Segundo as entidades, o governo dos Estados Unidos mantém, há décadas, políticas de proteção ao açúcar, que restringem o acesso do açúcar brasileiro ao mercado estadunidense. “Cabe ainda ressaltar que os Estados Unidos mantêm há décadas políticas de proteção ao açúcar, por meio de um sistema de tarifas proibitivas e cotas que limitam as exportações brasileiras para o mercado norte-americano a um volume que representa menos de 1% das exportações totais do Brasil”, diz a nota, assinada por ambas as entidades.

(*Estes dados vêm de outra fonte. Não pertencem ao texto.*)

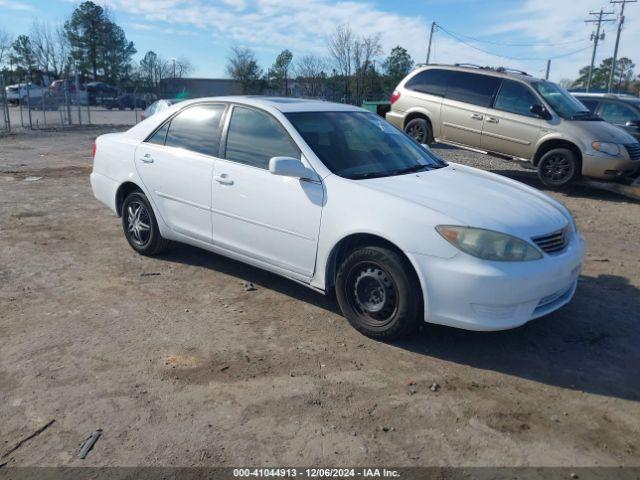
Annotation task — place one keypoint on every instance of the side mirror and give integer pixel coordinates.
(540, 111)
(290, 167)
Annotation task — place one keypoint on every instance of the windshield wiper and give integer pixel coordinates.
(582, 114)
(411, 169)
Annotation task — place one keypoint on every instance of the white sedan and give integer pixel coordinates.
(335, 198)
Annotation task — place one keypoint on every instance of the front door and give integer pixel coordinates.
(510, 127)
(176, 166)
(270, 218)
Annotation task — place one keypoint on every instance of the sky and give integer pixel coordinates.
(518, 34)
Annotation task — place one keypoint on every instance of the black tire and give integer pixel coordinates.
(420, 130)
(558, 167)
(377, 291)
(140, 225)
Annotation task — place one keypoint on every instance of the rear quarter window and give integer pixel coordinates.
(433, 81)
(472, 88)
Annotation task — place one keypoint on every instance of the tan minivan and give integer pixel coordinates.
(512, 114)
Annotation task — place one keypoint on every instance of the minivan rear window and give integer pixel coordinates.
(472, 88)
(432, 81)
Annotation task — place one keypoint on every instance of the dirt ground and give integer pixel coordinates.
(180, 366)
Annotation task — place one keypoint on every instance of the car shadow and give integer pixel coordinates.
(529, 177)
(188, 255)
(591, 345)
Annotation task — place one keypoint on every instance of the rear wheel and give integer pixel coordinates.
(378, 293)
(558, 167)
(140, 225)
(420, 130)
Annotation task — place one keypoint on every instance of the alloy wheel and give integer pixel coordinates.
(557, 169)
(138, 223)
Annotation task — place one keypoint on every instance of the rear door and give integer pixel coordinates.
(509, 126)
(464, 107)
(176, 165)
(270, 218)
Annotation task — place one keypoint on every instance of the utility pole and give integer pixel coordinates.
(597, 37)
(546, 75)
(615, 50)
(433, 28)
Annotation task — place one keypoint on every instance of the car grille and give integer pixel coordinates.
(554, 242)
(634, 150)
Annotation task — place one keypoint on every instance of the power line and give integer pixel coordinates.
(502, 44)
(537, 59)
(596, 37)
(615, 50)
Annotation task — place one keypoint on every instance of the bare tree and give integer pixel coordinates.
(5, 45)
(243, 67)
(353, 57)
(365, 51)
(153, 68)
(50, 47)
(341, 46)
(184, 67)
(310, 70)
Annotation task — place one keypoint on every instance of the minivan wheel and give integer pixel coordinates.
(558, 167)
(377, 292)
(420, 130)
(140, 225)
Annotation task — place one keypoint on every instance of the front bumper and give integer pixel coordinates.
(469, 293)
(608, 168)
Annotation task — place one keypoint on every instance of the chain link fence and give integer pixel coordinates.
(26, 106)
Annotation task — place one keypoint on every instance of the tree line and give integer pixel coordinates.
(352, 71)
(90, 44)
(624, 80)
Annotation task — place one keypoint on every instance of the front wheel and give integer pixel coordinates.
(140, 225)
(558, 167)
(378, 293)
(420, 130)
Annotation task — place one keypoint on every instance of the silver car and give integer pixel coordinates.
(512, 114)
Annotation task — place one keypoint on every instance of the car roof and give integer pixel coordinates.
(500, 72)
(612, 96)
(283, 104)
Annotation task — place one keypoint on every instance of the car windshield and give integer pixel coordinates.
(564, 104)
(361, 145)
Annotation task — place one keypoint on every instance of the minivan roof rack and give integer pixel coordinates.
(496, 69)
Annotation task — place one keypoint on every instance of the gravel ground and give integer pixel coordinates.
(180, 366)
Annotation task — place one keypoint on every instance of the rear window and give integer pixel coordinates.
(432, 81)
(472, 88)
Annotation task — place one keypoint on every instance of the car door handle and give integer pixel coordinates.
(223, 179)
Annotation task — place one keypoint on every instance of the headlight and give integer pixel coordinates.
(489, 245)
(608, 148)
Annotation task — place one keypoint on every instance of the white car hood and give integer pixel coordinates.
(476, 198)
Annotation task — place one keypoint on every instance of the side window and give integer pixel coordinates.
(592, 105)
(432, 81)
(254, 137)
(159, 135)
(619, 113)
(515, 97)
(197, 129)
(472, 88)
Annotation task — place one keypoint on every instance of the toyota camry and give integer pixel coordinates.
(337, 199)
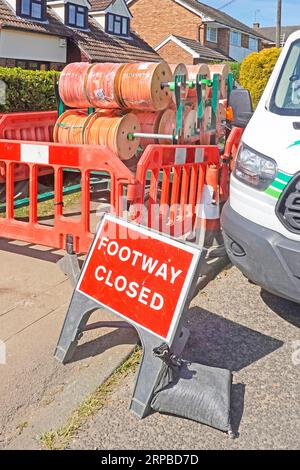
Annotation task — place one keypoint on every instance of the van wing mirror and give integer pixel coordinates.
(241, 104)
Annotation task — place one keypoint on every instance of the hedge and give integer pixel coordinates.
(235, 69)
(27, 90)
(256, 70)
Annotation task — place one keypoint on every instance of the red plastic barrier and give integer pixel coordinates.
(177, 178)
(55, 158)
(34, 126)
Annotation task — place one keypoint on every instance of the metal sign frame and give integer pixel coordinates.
(81, 307)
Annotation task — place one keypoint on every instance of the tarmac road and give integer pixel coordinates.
(237, 326)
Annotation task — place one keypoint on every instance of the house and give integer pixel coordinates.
(270, 34)
(190, 31)
(36, 34)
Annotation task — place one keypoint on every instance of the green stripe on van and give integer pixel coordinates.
(284, 176)
(273, 192)
(278, 185)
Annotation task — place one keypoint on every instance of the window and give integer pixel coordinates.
(286, 98)
(34, 9)
(116, 24)
(31, 65)
(253, 44)
(211, 34)
(76, 16)
(235, 38)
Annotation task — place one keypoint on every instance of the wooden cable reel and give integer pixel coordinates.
(112, 132)
(101, 85)
(76, 127)
(72, 85)
(69, 127)
(167, 125)
(140, 86)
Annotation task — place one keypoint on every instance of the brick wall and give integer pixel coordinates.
(154, 20)
(7, 62)
(74, 54)
(223, 41)
(172, 53)
(245, 41)
(12, 63)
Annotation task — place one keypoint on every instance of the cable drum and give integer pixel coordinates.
(72, 85)
(167, 125)
(112, 132)
(149, 123)
(69, 127)
(140, 86)
(101, 85)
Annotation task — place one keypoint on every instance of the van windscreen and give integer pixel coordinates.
(286, 97)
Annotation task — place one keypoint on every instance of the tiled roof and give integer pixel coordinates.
(286, 31)
(103, 47)
(99, 5)
(203, 51)
(53, 25)
(97, 45)
(215, 15)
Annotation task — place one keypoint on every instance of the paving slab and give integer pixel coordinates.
(235, 325)
(37, 391)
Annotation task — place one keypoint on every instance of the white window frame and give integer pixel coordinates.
(209, 30)
(251, 47)
(239, 35)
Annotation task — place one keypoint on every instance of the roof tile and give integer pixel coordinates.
(204, 51)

O posicionamento da Unica e da Bioenergia Brasil ocorre no momento em que o governo dos Estados Unidos vem propondo uma nova tarifa punitiva de 25% sobre as importações brasileiras, sob alegação de que algumas práticas do Brasil seriam desleais. A justificativa para aplicar a medida é uma investigação, aberta em julho de 2025, pelo Escritório do Representante Comercial dos Estados Unidos (USTR), que concluiu que políticas e práticas brasileiras são “irrazoáveis” e “oneram ou restringem” o comércio norte-americano.
O governo brasileiro, por sua vez, já havia rebatido as acusações, classificando a investigação comercial como uma ingerência. Em nota, o Ministério das Relações Exteriores e o Ministério da Agricultura e Pecuária afirmaram que o Brasil cumpre as regras internacionais e que a política tarifária do etanol segue as normas do Mercosul, não sendo direcionada exclusivamente aos Estados Unidos.
O embate comercial entre os dois países ocorre em um contexto de tensão nas relações bilaterais, com os Estados Unidos buscando ampliar sua participação no mercado brasileiro de etanol, enquanto o Brasil defende a manutenção de suas políticas de proteção ao setor sucroenergético nacional. A Unica e a Bioenergia Brasil destacam que a tarifa brasileira é aplicada de forma igualitária a todos os países do Mercosul, e que os Estados Unidos, ao contrário, mantêm barreiras protecionistas ao açúcar brasileiro há décadas.
O desfecho desse impasse comercial pode impactar diretamente o setor sucroenergético brasileiro, que responde por uma parcela significativa da economia nacional e gera milhões de empregos diretos e indiretos. A proposta de tarifa punitiva de 25% sobre as importações brasileiras, se implementada, poderá afetar não apenas o etanol, mas também outros produtos brasileiros exportados para os Estados Unidos.